Travis Hafner, if you’ll recall, had been one of the best hitters in baseball in the four years leading up to 2008, which was one of the big reasons why another statistical system for forecasting player performance, FiveThirtyEight founder Nate Silver’s PECOTA, called for the Cleveland Indians to win 91 games that year. Instead, the Indians went 81-81 as Hafner’s wOBA sunk to .270 — an outcome that seemed almost impossible (hence, the 0.0 percentile score).

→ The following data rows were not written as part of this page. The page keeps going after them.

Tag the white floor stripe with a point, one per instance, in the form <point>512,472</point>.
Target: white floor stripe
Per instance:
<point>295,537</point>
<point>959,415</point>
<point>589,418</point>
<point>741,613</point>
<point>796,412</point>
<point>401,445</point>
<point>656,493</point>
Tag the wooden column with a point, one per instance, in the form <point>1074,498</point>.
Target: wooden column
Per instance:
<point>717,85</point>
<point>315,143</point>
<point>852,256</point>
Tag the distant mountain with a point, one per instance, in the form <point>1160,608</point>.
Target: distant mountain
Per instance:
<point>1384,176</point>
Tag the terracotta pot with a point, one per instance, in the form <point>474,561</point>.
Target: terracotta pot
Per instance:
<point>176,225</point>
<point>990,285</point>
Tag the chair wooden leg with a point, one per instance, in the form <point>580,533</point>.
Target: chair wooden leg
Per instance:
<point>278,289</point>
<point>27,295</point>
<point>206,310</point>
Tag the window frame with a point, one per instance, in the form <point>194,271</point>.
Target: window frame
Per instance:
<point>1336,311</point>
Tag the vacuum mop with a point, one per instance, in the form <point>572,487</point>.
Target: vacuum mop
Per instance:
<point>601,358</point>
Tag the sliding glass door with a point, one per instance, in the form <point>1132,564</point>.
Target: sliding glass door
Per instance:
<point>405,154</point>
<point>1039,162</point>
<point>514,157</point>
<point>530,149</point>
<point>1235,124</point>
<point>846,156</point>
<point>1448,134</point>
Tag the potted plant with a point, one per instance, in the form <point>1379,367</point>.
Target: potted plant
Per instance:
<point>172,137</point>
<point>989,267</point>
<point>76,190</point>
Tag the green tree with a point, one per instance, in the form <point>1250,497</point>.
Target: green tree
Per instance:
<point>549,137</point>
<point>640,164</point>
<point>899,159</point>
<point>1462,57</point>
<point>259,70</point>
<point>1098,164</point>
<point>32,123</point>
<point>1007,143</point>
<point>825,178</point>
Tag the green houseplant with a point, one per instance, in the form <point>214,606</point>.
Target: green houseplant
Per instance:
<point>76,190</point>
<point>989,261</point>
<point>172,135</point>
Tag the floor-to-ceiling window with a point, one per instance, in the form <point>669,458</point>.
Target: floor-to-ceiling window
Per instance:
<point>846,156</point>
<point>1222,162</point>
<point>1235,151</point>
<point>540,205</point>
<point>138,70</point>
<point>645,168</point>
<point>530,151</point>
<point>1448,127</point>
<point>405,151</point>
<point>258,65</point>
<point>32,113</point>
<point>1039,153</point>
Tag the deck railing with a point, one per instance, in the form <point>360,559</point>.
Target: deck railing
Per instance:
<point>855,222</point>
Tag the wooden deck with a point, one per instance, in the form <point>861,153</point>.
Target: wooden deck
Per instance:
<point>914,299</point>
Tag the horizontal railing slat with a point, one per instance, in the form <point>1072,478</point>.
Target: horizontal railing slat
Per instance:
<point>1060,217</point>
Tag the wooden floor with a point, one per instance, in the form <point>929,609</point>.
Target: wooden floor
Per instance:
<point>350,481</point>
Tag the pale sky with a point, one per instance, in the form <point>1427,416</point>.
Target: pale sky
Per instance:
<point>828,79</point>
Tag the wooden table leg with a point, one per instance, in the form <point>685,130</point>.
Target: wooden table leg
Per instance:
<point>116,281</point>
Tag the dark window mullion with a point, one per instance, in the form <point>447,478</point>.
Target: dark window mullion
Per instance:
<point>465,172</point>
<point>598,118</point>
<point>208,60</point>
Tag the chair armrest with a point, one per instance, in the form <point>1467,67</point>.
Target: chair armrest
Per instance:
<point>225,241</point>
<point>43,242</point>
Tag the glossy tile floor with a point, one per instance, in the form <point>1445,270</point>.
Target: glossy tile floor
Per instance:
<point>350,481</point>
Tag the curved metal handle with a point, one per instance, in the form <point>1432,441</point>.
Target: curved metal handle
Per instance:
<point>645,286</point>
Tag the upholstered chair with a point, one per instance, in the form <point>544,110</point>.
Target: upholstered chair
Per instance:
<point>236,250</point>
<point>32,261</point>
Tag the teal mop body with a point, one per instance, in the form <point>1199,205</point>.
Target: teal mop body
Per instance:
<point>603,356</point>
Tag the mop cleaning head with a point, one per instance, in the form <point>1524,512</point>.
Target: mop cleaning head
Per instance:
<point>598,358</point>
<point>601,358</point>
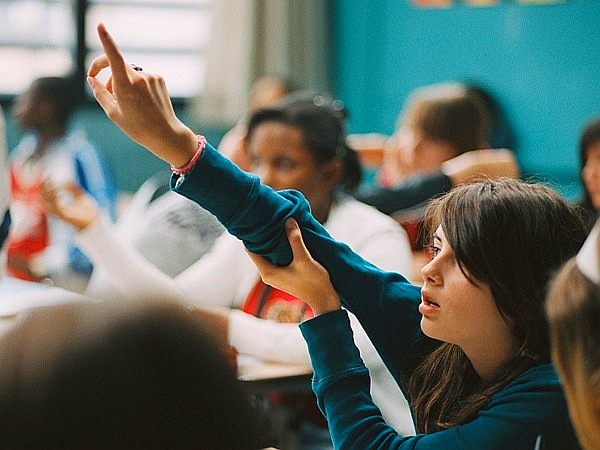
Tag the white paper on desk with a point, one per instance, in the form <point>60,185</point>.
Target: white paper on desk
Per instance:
<point>17,296</point>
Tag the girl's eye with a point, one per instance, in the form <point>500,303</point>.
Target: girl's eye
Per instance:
<point>433,250</point>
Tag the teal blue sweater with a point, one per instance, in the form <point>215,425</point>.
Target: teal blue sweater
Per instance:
<point>386,304</point>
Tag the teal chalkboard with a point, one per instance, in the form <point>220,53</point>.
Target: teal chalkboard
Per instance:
<point>542,62</point>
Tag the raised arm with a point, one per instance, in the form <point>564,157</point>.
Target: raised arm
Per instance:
<point>139,104</point>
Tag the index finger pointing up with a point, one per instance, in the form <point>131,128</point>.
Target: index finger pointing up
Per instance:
<point>115,59</point>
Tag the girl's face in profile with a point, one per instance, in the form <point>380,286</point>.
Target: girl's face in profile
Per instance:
<point>454,309</point>
<point>591,174</point>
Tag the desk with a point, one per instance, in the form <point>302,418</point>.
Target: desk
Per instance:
<point>266,376</point>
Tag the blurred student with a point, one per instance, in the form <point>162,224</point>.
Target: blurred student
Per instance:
<point>573,309</point>
<point>4,194</point>
<point>437,122</point>
<point>589,157</point>
<point>40,248</point>
<point>266,91</point>
<point>120,375</point>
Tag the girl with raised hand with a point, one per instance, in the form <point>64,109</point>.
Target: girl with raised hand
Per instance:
<point>470,348</point>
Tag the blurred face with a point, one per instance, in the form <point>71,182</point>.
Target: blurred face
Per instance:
<point>281,160</point>
<point>417,153</point>
<point>591,174</point>
<point>457,311</point>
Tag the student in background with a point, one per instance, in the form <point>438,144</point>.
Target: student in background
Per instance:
<point>479,376</point>
<point>40,248</point>
<point>299,144</point>
<point>573,309</point>
<point>589,157</point>
<point>121,375</point>
<point>438,122</point>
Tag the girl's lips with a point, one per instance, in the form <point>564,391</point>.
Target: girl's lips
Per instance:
<point>427,306</point>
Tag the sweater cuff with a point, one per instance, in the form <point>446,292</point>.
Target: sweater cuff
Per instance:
<point>331,344</point>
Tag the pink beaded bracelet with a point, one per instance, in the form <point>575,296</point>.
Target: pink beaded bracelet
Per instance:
<point>192,162</point>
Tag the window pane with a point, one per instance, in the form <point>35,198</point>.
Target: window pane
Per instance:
<point>165,38</point>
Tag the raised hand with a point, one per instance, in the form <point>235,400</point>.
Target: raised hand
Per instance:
<point>70,203</point>
<point>139,104</point>
<point>304,278</point>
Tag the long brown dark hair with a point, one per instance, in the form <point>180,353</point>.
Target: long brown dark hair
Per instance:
<point>512,236</point>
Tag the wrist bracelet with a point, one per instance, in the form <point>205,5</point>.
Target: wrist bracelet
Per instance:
<point>192,162</point>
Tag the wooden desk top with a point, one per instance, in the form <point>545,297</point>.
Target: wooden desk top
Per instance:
<point>267,376</point>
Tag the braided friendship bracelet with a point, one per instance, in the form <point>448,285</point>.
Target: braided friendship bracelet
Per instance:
<point>183,170</point>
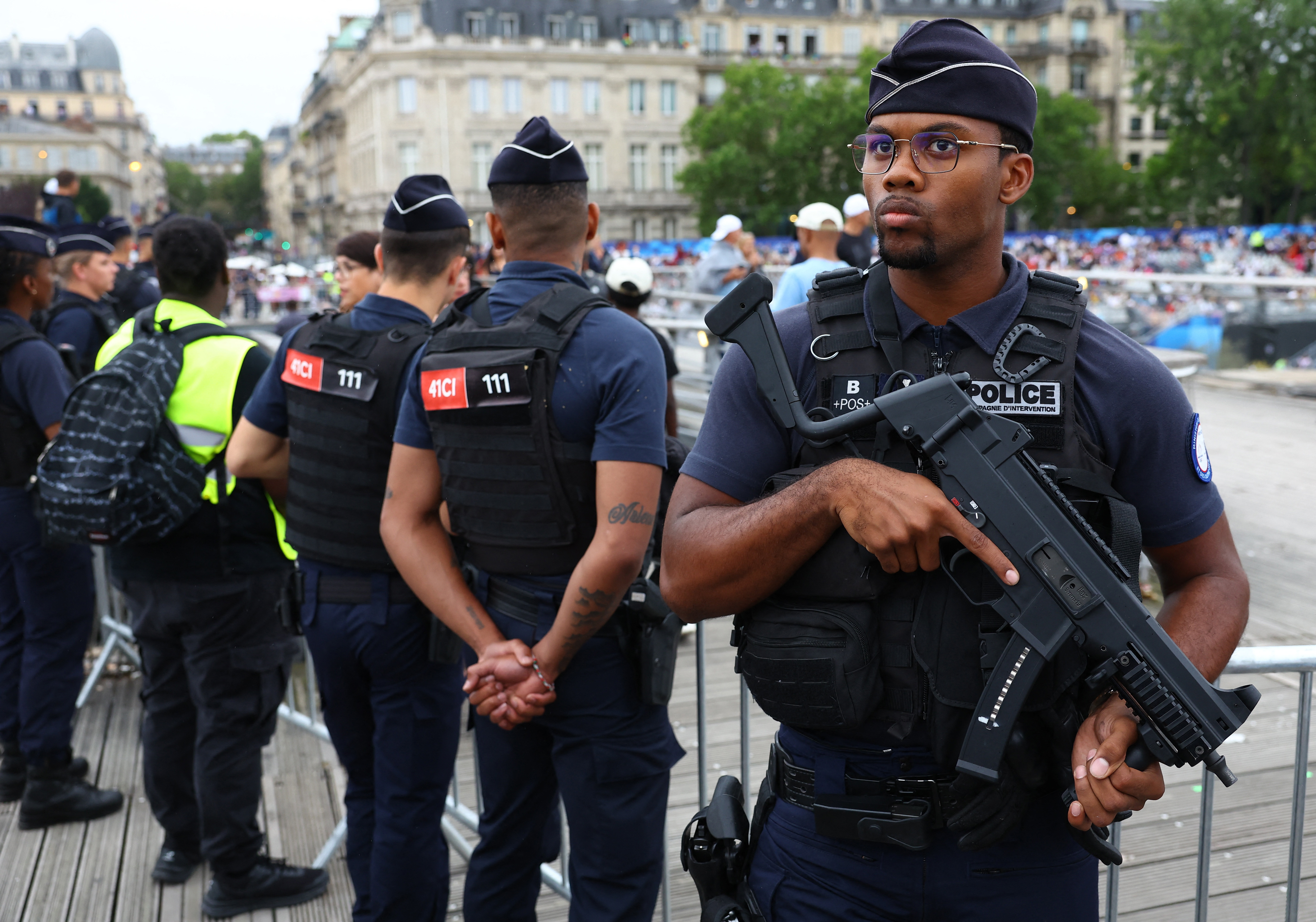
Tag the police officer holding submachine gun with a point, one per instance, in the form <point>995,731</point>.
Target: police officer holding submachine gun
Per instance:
<point>323,417</point>
<point>831,550</point>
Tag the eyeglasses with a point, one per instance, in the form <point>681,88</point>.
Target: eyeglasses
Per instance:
<point>932,152</point>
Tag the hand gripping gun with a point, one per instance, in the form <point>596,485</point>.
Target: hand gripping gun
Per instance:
<point>1072,587</point>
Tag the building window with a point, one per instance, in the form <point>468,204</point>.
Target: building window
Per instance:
<point>480,95</point>
<point>406,96</point>
<point>482,160</point>
<point>594,165</point>
<point>640,168</point>
<point>669,165</point>
<point>409,158</point>
<point>558,96</point>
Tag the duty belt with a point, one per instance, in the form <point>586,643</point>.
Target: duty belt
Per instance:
<point>524,605</point>
<point>357,590</point>
<point>895,811</point>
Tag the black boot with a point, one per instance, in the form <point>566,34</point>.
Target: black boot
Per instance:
<point>56,795</point>
<point>268,886</point>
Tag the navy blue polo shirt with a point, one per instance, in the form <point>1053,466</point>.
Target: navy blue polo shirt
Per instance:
<point>269,406</point>
<point>611,387</point>
<point>33,378</point>
<point>1127,400</point>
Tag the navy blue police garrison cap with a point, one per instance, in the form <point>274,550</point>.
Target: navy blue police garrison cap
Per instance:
<point>74,237</point>
<point>115,228</point>
<point>20,235</point>
<point>947,66</point>
<point>424,203</point>
<point>539,156</point>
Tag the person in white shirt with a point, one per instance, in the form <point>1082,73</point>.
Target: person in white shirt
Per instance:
<point>819,231</point>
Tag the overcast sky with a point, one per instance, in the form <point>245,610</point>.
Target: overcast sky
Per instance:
<point>195,69</point>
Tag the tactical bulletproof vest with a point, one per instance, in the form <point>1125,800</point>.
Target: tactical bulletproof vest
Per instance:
<point>516,492</point>
<point>22,440</point>
<point>341,415</point>
<point>910,646</point>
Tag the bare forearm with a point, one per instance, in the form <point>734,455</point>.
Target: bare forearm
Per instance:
<point>423,554</point>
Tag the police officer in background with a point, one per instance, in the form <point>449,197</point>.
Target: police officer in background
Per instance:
<point>135,286</point>
<point>203,599</point>
<point>47,595</point>
<point>536,416</point>
<point>951,124</point>
<point>82,316</point>
<point>324,417</point>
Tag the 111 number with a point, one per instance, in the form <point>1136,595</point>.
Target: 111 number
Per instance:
<point>349,379</point>
<point>498,383</point>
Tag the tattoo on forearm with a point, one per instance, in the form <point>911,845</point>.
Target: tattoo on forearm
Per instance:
<point>630,515</point>
<point>470,611</point>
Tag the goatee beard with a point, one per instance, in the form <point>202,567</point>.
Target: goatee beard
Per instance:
<point>923,257</point>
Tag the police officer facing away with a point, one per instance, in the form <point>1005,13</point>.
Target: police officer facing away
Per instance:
<point>536,416</point>
<point>215,657</point>
<point>82,316</point>
<point>951,121</point>
<point>324,417</point>
<point>47,596</point>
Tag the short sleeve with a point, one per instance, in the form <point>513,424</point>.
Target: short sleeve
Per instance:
<point>1144,424</point>
<point>412,427</point>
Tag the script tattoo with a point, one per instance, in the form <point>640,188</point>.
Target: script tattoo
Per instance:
<point>633,515</point>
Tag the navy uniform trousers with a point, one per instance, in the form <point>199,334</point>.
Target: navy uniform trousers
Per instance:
<point>608,755</point>
<point>1036,874</point>
<point>47,604</point>
<point>395,719</point>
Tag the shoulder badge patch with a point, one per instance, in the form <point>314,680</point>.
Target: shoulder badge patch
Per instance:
<point>1198,456</point>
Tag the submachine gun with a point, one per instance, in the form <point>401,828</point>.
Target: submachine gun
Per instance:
<point>1072,587</point>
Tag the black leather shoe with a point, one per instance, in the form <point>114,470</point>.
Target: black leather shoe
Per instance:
<point>268,886</point>
<point>174,866</point>
<point>54,795</point>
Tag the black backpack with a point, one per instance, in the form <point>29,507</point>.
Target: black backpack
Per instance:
<point>118,470</point>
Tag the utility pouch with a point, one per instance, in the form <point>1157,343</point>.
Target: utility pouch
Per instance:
<point>811,663</point>
<point>290,602</point>
<point>651,633</point>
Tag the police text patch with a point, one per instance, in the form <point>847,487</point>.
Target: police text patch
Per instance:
<point>1027,398</point>
<point>461,388</point>
<point>327,377</point>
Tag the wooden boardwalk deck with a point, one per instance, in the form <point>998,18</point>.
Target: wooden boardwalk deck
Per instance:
<point>99,872</point>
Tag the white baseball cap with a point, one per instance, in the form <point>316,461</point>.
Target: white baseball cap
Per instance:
<point>856,204</point>
<point>630,275</point>
<point>813,217</point>
<point>726,224</point>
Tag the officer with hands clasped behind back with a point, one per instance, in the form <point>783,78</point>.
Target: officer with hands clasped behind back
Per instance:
<point>47,598</point>
<point>951,124</point>
<point>324,417</point>
<point>536,416</point>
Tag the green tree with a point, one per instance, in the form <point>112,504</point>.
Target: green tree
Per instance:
<point>774,143</point>
<point>1234,79</point>
<point>93,202</point>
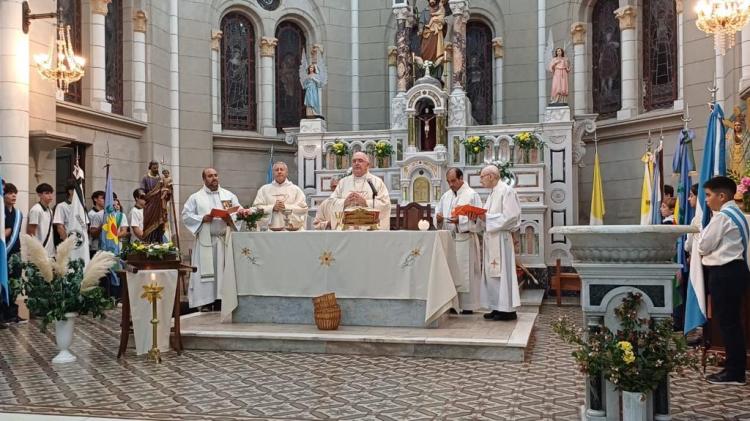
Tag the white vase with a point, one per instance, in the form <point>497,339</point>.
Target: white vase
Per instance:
<point>64,337</point>
<point>634,406</point>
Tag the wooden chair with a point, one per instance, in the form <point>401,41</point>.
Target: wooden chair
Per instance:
<point>567,281</point>
<point>408,216</point>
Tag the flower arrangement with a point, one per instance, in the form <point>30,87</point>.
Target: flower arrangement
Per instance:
<point>383,149</point>
<point>61,285</point>
<point>636,358</point>
<point>340,148</point>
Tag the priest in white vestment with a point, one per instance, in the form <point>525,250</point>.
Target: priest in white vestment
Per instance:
<point>467,241</point>
<point>499,292</point>
<point>211,236</point>
<point>282,196</point>
<point>362,189</point>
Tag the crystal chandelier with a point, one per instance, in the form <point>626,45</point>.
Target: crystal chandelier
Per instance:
<point>722,18</point>
<point>62,66</point>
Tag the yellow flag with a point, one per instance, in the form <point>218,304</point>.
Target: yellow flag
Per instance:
<point>597,195</point>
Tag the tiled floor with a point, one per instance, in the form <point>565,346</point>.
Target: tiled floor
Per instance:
<point>214,385</point>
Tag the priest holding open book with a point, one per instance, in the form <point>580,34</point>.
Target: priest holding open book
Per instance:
<point>210,214</point>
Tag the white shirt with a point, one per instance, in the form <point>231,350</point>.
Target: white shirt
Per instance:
<point>42,218</point>
<point>720,242</point>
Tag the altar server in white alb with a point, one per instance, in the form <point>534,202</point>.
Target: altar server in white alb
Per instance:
<point>281,196</point>
<point>467,241</point>
<point>362,189</point>
<point>211,235</point>
<point>499,291</point>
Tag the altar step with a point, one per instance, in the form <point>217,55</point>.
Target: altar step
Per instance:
<point>469,337</point>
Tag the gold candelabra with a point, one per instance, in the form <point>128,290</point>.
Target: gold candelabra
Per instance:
<point>152,292</point>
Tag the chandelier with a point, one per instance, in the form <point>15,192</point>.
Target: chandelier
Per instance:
<point>62,65</point>
<point>722,18</point>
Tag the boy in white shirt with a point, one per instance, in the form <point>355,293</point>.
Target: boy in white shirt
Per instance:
<point>723,250</point>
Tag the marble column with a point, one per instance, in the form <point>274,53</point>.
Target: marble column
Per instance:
<point>498,51</point>
<point>98,61</point>
<point>578,33</point>
<point>14,100</point>
<point>215,76</point>
<point>139,65</point>
<point>267,52</point>
<point>460,10</point>
<point>627,17</point>
<point>679,103</point>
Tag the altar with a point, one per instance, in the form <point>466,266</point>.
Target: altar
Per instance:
<point>382,278</point>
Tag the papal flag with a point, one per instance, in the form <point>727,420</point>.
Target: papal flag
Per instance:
<point>714,164</point>
<point>597,194</point>
<point>648,171</point>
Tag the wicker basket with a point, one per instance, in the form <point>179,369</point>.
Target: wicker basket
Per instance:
<point>324,301</point>
<point>329,318</point>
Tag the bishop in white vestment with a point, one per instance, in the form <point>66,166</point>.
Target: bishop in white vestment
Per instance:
<point>362,189</point>
<point>467,241</point>
<point>212,236</point>
<point>279,196</point>
<point>499,292</point>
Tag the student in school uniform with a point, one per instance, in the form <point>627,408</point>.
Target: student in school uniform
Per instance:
<point>723,250</point>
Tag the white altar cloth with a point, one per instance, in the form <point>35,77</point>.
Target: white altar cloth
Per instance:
<point>409,265</point>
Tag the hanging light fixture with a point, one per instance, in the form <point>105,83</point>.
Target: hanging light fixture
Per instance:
<point>722,19</point>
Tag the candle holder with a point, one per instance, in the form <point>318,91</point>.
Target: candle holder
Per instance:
<point>152,293</point>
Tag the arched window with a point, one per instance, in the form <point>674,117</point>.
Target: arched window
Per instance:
<point>479,71</point>
<point>113,55</point>
<point>659,54</point>
<point>606,85</point>
<point>71,16</point>
<point>238,103</point>
<point>290,106</point>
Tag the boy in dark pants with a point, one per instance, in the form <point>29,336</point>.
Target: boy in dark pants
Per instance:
<point>723,247</point>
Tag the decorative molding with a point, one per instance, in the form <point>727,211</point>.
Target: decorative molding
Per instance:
<point>216,39</point>
<point>498,47</point>
<point>578,32</point>
<point>626,15</point>
<point>268,46</point>
<point>139,21</point>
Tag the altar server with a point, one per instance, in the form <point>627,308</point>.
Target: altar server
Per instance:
<point>211,236</point>
<point>281,197</point>
<point>362,189</point>
<point>467,240</point>
<point>499,291</point>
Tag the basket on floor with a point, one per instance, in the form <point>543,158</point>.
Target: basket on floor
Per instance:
<point>328,318</point>
<point>324,301</point>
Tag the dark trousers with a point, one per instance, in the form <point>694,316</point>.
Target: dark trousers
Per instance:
<point>727,285</point>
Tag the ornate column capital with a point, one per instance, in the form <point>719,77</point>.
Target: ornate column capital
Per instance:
<point>498,47</point>
<point>268,46</point>
<point>392,54</point>
<point>139,21</point>
<point>578,32</point>
<point>626,15</point>
<point>99,7</point>
<point>216,39</point>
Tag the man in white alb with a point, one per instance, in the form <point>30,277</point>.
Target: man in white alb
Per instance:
<point>40,218</point>
<point>467,241</point>
<point>499,291</point>
<point>211,235</point>
<point>362,189</point>
<point>281,197</point>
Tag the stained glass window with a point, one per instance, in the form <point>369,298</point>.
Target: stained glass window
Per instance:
<point>113,55</point>
<point>71,15</point>
<point>479,71</point>
<point>238,103</point>
<point>659,54</point>
<point>606,85</point>
<point>290,106</point>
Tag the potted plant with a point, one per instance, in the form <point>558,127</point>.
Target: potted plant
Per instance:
<point>637,359</point>
<point>61,289</point>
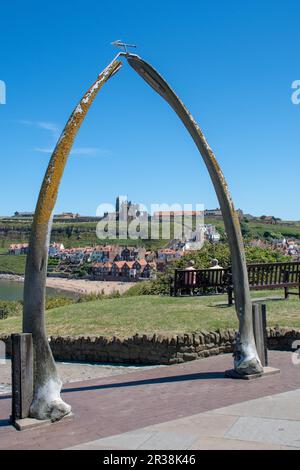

Keep in mind that this method is based on the Marcel reliability score, which essentially measures how much of a given projection is made up of the league mean and how much belongs to the player’s statistical record. It employs a generic age adjustment, but it does not look at similar players at similar ages, as Silver did with PECOTA.

Hafner, Andruw Jones, Chone Figgins, Adam Dunn and others on the second list hit their early 30s and, rather than declining gradually, completely fell apart. Marcel has no way to determine whether players with certain tendencies or body types are more likely to completely crater, which would affect our confidence intervals. Cleaning up projections on the margins like that is one of the ways a system such as PECOTA is superior to Marcel, even though the returns diminish sharply with extra complexity.